Compilation strategy

Paulo Pinto pjmlp at progtools.org
Mon Dec 17 15:15:37 PST 2012


Am 17.12.2012 23:23, schrieb Walter Bright:
> On 12/17/2012 2:08 PM, Dmitry Olshansky wrote:
>> I really loved the way Turbo Pascal units were made. I wish D go the same
>> route.  Object files would then be looked at as minimal and stupid
>> variation of
>> module where symbols are identified by mangling (not plain meta data
>> as (would
>> be) in module) and no source for templates is emitted.
>> +1
>
> I'll bite. How is this superior to D's system?

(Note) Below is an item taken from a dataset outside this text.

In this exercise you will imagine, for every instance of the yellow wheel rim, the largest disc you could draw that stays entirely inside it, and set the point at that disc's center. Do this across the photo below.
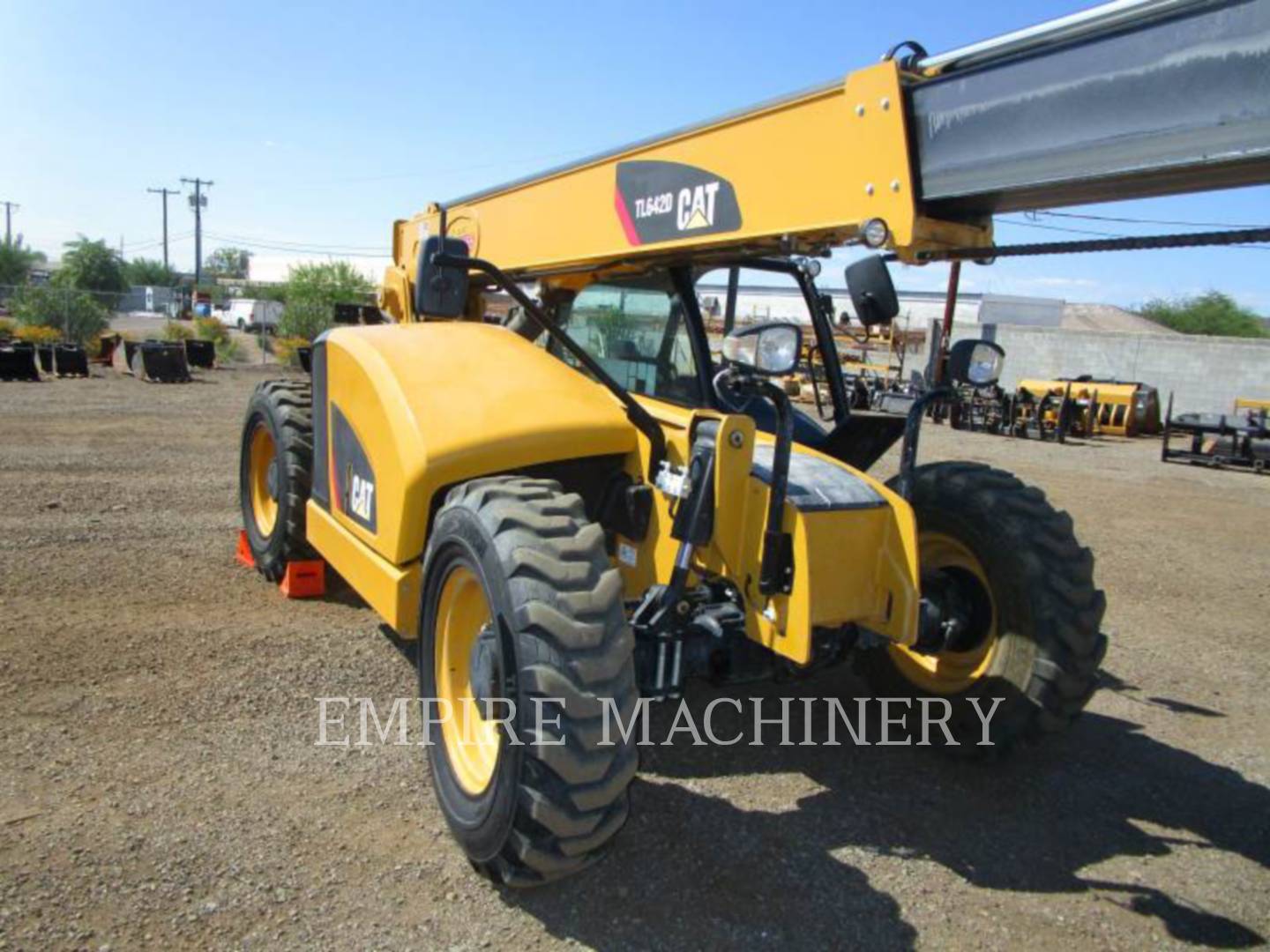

I have never used TP.
>

Just explaining the TP way, not doing comparisons.

Each unit (module) is a single file and contains all declarations, there 
is a separation between the public and implementation part.

Multiple units can be circular dependent, if they depend between each 
other on the implementation part.

The compiler and IDE are able to extract all the necessary information 
from a unit file, thus making a single file all that is required for 
making the compiler happy and avoiding synchronization errors.

Like any language using modules, the compiler is pretty fast and uses an
included linker optimized for the information stored in the units.

Besides the IDE, there are command line utilities that dump the public 
information of a given unit, as a way for programmers to read the 
available exported API.

Basically not much different from what Java and .NET do, but with a 
language that by default uses native compilation tooling.